A Hong Kong-based company is already making plans to sell its pork substitute products on the mainland. Prices of the white meat have skyrocketed as a result of the outbreak, which has forced the culling of, by some estimates, half of the country’s pigs. China is the world’s biggest pork consumer, accounting for 50 per cent of the global total. But the nation’s 1.4 billion people are lovers of all sorts of meat, last year consuming 86 million tonnes, more than any other country.

Demand increased by 14 per cent between 2017 and 2018, in keeping with global trends that the wealthier a society gets, the more it can afford meat. Companies that produce alternatives promote products as being plant-based, which sounds healthy, and eating vegetables is claimed to be better than livestock, which are sometimes raised inhumanely and cause 14.5 per cent of greenhouse gas emissions. But firms trying to break into the Chinese market have to also be aware that alternatives are far from new; mock meat has been part of the culinary tradition for 1,400 years and the nation already has numerous players with a wide range of products. Nationwide sales of alternative meats are the biggest in the world.

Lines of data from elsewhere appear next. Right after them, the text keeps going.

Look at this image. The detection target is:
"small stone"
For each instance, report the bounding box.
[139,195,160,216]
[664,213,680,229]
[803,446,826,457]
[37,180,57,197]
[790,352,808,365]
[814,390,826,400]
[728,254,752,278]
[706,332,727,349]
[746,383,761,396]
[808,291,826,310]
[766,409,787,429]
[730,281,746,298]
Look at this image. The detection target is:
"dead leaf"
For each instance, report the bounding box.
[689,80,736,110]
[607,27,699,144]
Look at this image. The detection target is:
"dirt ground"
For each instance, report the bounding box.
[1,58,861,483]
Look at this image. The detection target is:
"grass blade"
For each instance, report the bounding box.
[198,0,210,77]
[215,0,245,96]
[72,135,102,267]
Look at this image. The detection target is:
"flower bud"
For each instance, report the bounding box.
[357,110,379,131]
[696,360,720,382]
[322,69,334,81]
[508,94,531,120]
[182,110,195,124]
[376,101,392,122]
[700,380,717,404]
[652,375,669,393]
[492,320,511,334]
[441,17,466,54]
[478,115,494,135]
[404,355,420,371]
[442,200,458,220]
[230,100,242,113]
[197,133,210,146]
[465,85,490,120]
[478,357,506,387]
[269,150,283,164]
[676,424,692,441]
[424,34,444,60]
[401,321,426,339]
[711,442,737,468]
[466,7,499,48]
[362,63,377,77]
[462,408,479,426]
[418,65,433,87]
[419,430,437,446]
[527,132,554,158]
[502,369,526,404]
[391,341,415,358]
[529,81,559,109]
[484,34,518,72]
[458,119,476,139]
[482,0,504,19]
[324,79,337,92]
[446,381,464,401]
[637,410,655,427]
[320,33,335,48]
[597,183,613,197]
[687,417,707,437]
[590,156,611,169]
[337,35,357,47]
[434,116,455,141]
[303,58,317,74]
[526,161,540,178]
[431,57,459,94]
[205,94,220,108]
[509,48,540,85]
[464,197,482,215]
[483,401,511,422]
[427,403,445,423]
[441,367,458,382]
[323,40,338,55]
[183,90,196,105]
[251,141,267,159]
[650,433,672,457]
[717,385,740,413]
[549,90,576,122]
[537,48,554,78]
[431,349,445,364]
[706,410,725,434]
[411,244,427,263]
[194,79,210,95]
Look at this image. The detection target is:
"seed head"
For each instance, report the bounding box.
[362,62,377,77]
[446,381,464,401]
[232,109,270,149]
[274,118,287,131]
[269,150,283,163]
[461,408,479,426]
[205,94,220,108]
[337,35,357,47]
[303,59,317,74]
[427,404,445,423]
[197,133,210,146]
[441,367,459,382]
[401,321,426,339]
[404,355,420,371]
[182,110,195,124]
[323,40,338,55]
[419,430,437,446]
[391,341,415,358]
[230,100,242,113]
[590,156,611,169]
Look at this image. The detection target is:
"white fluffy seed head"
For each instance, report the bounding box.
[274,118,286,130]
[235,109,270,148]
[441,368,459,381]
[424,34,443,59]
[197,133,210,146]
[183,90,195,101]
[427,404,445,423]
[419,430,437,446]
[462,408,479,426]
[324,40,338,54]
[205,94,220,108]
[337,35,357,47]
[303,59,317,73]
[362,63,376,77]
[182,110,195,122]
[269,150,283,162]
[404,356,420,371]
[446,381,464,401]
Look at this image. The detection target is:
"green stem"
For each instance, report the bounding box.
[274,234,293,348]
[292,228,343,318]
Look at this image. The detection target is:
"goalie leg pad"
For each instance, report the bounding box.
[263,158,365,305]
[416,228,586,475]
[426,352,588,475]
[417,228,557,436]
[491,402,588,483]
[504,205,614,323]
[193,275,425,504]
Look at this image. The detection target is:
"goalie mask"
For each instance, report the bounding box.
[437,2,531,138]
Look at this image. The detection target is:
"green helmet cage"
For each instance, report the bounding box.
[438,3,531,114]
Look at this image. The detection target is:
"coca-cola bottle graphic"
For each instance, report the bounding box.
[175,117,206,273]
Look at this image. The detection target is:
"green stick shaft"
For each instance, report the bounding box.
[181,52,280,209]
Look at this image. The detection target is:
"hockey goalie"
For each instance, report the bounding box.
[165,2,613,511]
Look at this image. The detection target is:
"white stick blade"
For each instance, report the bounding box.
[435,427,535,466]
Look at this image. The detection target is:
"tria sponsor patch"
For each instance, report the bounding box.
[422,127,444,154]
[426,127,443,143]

The industry is not new to China, but science means there have been innovations that improve productivity and taste. That does not necessarily also mean healthier products, nor ones that are less expensive. But in a world with a fast-growing population and rising appetite for meat, with Asia and Africa the biggest growth areas, governments have to look to sustainability. Encouraging and welcoming competition and promoting plant-based meat alternatives makes good sense.